Separately, on Tuesday, in an unusual move, the E.P.A. placed the head of its Office of Children’s Health, Dr. Ruth Etzel, on administrative leave, while declining to give a reason for the move. Agency officials told Dr. Etzel, a respected pediatric epidemiologist, that the move was not disciplinary. As the head of an office that regularly pushed to tighten regulations on pollution, which can affect children more powerfully than adults, Dr. Etzel had clashed multiple times with Trump administration appointees who sought to loosen pollution rules.
Michael Mikulka, who heads a union representing about 900 E.P.A. employees, said, “Clearly, this is an attempt to silence voices whether it’s in the agency’s Office of Children’s Health or the Office of the Science Advisor to kill career civil servants’ input and scientific perspectives on rule-making.”
The changes at the two offices, which both report directly to the head of the E.P.A., come as the agency’s acting administrator, Andrew Wheeler, a former coal lobbyist, is overseeing a reorganization of the agency.
After dissolving the office of the scientific adviser, Mr.
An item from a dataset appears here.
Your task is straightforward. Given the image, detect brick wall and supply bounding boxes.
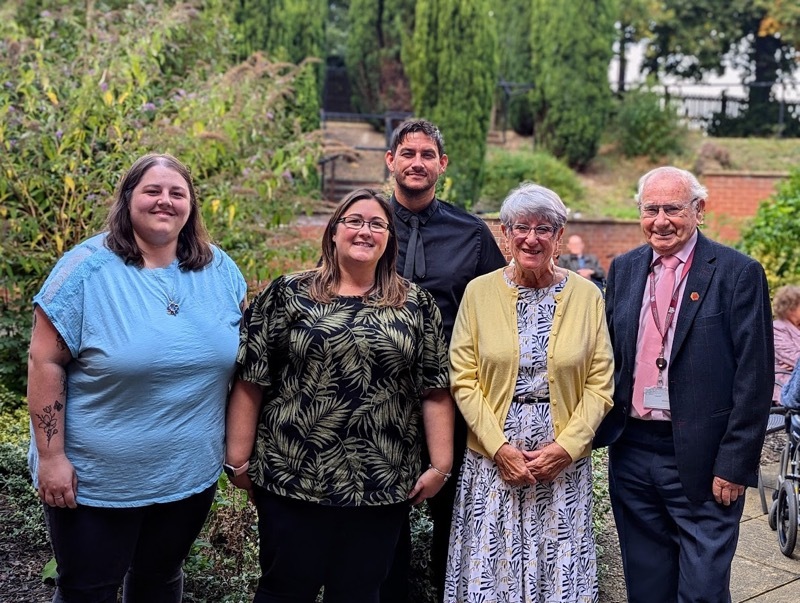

Wheeler plans to merge the position into an office that reports to the E.P.A.’s Deputy Assistant Administrator for Science, a demotion that would put at least two more managerial layers between the E.P.A.’s chief scientist and its top decision maker.
“It’s certainly a pretty big demotion, a pretty big burying of this office,” said Michael Halpern, the deputy director of the Center for Science and Democracy with the Union of Concerned Scientists, an advocacy group. “Everything from research on chemicals and health, to peer-review testing to data analysis would inevitably suffer,” he said.